Ibon Goieaskoetxea Arronategi, presunto exjefe del aparato militar de ETA, y otro preso de la banda, Borja Gutiérrez Elordui, inician hoy una huelga de hambre en la prisión francesa de Villepinte (periferia de París), según informó ayer la asociación de apoyo a los internos de la organización, Etxerat. El motivo de la protesta es el próximo traslado de Goieaskoetxea a la cárcel de Villefranche sur Saône, a 25 kilómetros al norte de Lyon, que -denuncia Etxerat- aleja aun más del País Vasco al gernikarra pese a la petición que efectuó hace un mes el autodenominado Colectivo de Presos Políticos Vascos (EPPK, por sus siglas en euskera) en favor del acercamiento.
Ibon Goieaskoetxea, alias 'Emil', está acusado de haber intentado atentar contra el Rey en 1997, en una acción que le costó la vida al ertzaina Txema Agirre. Fue detenido en 2010 en el país vecino. Se le vincula con la cúpula de la banda tras la caída, en abril de 2009, de Jurdan Martitegi.
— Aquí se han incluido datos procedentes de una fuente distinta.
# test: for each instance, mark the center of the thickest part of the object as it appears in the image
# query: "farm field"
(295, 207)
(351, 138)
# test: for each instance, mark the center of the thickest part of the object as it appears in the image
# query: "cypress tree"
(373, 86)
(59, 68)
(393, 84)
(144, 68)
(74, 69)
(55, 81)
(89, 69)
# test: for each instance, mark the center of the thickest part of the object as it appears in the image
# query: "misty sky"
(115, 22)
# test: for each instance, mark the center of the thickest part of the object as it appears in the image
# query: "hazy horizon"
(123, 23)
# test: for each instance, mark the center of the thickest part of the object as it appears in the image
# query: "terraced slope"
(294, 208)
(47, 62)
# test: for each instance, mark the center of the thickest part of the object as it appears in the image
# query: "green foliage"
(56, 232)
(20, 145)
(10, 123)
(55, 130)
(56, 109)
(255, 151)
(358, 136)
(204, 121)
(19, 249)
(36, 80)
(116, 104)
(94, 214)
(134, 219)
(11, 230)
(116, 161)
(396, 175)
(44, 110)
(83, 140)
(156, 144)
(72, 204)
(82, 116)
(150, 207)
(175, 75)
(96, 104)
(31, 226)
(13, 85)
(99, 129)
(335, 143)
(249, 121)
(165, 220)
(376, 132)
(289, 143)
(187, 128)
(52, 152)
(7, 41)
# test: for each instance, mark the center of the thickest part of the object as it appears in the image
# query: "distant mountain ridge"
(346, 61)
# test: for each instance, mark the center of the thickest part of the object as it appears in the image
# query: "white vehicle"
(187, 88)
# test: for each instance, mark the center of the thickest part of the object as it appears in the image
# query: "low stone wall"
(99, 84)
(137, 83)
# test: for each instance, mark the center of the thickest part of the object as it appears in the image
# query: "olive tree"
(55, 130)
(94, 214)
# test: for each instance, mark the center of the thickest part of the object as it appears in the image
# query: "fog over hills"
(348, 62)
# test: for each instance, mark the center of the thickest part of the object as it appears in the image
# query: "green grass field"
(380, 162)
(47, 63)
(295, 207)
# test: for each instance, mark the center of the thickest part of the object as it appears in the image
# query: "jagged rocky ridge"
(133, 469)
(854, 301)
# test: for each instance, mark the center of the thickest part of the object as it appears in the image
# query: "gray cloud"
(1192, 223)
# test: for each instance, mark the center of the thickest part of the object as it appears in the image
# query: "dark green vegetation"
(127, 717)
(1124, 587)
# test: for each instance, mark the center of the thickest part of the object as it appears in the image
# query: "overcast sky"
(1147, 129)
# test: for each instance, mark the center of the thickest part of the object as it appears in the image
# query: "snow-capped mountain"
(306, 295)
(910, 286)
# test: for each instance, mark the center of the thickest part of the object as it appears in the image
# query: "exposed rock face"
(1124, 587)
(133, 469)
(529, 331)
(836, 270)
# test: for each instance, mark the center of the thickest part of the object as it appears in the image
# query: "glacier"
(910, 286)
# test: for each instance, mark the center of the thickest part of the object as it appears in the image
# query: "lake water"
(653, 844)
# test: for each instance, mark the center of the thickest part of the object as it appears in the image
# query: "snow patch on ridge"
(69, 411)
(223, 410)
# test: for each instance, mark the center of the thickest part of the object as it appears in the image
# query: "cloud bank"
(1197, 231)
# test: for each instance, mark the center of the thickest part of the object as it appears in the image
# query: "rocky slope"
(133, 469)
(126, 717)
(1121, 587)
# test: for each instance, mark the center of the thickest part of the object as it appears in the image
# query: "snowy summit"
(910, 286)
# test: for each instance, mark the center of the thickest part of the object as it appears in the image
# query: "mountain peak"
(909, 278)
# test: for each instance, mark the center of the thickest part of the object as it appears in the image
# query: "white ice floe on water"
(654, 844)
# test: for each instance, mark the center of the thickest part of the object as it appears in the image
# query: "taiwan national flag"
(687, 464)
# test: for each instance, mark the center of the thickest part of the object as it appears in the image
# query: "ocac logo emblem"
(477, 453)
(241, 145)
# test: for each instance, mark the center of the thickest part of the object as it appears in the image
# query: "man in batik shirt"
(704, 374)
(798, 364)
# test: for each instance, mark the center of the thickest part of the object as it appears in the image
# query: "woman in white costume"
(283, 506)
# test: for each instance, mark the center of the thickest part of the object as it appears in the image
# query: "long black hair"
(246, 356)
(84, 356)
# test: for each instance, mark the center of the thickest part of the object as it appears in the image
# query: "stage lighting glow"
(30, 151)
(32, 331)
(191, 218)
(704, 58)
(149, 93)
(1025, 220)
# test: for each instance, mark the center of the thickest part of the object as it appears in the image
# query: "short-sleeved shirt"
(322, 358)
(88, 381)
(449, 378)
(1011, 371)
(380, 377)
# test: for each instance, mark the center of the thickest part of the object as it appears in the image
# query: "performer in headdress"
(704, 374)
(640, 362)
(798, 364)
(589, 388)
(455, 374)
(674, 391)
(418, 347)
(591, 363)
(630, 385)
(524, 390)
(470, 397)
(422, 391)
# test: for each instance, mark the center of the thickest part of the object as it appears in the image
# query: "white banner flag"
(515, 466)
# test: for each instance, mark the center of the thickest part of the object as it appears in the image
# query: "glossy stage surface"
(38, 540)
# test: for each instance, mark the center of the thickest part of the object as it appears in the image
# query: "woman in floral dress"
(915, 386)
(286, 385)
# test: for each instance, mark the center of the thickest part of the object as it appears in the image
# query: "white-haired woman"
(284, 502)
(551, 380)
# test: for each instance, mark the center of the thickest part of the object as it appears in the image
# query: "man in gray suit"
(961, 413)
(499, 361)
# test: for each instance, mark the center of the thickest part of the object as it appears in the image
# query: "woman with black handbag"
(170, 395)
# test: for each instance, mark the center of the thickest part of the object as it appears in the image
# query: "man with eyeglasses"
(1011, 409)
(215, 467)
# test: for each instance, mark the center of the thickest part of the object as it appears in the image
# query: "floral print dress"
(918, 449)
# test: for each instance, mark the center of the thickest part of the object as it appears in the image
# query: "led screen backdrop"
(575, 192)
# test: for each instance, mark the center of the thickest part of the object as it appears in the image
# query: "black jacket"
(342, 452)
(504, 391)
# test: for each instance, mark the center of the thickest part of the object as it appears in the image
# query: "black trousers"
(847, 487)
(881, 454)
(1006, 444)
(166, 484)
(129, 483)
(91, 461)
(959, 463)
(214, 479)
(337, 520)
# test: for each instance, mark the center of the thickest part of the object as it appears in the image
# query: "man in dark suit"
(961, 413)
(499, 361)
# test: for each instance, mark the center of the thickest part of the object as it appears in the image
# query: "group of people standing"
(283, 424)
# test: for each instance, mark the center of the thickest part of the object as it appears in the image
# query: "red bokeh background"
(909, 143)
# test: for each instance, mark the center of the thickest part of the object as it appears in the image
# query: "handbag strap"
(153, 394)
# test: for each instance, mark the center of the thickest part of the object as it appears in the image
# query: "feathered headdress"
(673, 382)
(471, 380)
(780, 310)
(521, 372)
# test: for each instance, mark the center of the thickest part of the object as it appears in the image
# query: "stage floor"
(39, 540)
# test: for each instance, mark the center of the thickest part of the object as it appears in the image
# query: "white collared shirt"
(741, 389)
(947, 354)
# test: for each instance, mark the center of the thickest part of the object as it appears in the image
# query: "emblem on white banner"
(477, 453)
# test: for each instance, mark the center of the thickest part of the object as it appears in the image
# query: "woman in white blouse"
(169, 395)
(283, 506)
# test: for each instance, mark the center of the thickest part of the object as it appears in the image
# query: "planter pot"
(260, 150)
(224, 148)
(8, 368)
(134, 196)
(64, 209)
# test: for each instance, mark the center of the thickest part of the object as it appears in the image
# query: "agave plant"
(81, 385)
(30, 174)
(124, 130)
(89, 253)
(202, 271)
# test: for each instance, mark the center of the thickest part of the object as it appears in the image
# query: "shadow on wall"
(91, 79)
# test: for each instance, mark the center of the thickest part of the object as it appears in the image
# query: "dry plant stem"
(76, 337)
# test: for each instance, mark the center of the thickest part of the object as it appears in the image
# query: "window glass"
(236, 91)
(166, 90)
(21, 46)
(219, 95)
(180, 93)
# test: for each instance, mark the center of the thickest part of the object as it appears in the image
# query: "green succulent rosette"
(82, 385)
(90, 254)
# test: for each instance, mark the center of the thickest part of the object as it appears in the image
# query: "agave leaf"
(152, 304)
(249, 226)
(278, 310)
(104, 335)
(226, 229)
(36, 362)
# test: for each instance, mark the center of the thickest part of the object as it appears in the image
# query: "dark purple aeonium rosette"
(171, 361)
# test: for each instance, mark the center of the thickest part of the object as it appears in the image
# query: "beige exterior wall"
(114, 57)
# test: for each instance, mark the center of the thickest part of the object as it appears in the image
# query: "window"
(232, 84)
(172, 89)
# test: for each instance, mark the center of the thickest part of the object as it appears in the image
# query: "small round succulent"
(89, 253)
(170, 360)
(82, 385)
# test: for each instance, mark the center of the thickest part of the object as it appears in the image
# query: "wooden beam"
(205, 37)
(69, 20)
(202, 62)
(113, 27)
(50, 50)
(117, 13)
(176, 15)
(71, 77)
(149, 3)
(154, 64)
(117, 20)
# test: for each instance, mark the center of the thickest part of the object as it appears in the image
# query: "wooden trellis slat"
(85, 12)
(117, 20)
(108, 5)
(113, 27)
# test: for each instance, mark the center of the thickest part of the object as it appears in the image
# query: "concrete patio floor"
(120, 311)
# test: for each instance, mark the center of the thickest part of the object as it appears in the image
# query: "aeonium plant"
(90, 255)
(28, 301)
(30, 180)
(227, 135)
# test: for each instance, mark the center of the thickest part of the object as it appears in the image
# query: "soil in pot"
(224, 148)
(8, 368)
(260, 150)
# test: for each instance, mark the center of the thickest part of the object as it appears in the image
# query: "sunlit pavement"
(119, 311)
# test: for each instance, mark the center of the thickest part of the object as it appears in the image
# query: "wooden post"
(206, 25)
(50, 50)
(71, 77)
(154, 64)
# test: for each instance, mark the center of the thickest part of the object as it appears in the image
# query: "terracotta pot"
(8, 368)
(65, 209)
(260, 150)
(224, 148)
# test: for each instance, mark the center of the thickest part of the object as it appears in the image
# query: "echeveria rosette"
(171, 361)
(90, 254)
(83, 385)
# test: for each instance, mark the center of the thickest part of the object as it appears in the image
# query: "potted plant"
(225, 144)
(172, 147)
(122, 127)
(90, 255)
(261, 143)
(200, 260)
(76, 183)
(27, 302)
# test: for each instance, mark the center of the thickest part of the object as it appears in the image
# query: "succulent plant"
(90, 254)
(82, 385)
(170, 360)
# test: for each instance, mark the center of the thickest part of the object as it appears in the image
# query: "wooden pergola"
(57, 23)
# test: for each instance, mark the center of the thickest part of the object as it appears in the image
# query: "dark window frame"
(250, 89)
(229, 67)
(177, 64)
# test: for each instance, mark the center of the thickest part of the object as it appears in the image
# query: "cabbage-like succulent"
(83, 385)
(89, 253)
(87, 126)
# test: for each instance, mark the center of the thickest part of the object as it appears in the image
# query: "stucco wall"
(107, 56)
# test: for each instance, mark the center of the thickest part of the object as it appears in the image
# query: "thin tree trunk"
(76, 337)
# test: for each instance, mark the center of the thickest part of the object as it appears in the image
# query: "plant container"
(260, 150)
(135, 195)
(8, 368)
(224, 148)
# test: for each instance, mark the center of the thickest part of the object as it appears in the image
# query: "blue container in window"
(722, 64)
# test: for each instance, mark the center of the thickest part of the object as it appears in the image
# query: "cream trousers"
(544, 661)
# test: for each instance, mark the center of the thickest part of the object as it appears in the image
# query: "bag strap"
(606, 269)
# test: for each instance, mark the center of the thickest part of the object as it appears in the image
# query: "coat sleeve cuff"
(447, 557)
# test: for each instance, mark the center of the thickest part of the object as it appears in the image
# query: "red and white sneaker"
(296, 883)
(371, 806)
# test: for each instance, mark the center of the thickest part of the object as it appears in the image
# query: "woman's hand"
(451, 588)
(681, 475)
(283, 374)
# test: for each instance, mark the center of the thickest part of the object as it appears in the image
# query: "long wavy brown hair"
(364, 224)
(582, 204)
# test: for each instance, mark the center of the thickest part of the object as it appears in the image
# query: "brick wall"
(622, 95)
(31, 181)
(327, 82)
Tanto él como otros dos presuntos activistas presos en Villepinte, el ya citado Borja Gutiérrez y Joseba Fernández Aspurz, protagonizaron a finales del pasado año un incidente con un funcionario que «les somete a un acoso incesante», según denunció en su día Etxerat, y por el que fueron recluidos en una celda de castigo entre Nochevieja y el 2 de enero.
Contra la dispersión
La huelga de hambre solo será secundada por Goieaskoetxea y Gutiérrez, tal y como informó el colectivo de apoyo a los presos, porque Joseba Fernández «no puede realizar ayunos». En todo caso, participará en la reivindicación «de otra manera» que la organización no concreta.
«Es evidente que el Estado francés no tiene intención de acabar con la dispersión y que además no respeta los derechos de los presos y las presas políticas vascas», censura en su comunicado de ayer Etxerat. Ya el pasado mes de enero, en una rueda de prensa celebrada en Bilbao, el colectivo de familiares de reclusos de la banda denunció que el país galo estaba «empeorando todas las condiciones en las cárceles», así como que existía «un inmovilismo terrible y una soberbia que se paga con las familias de los reclusos».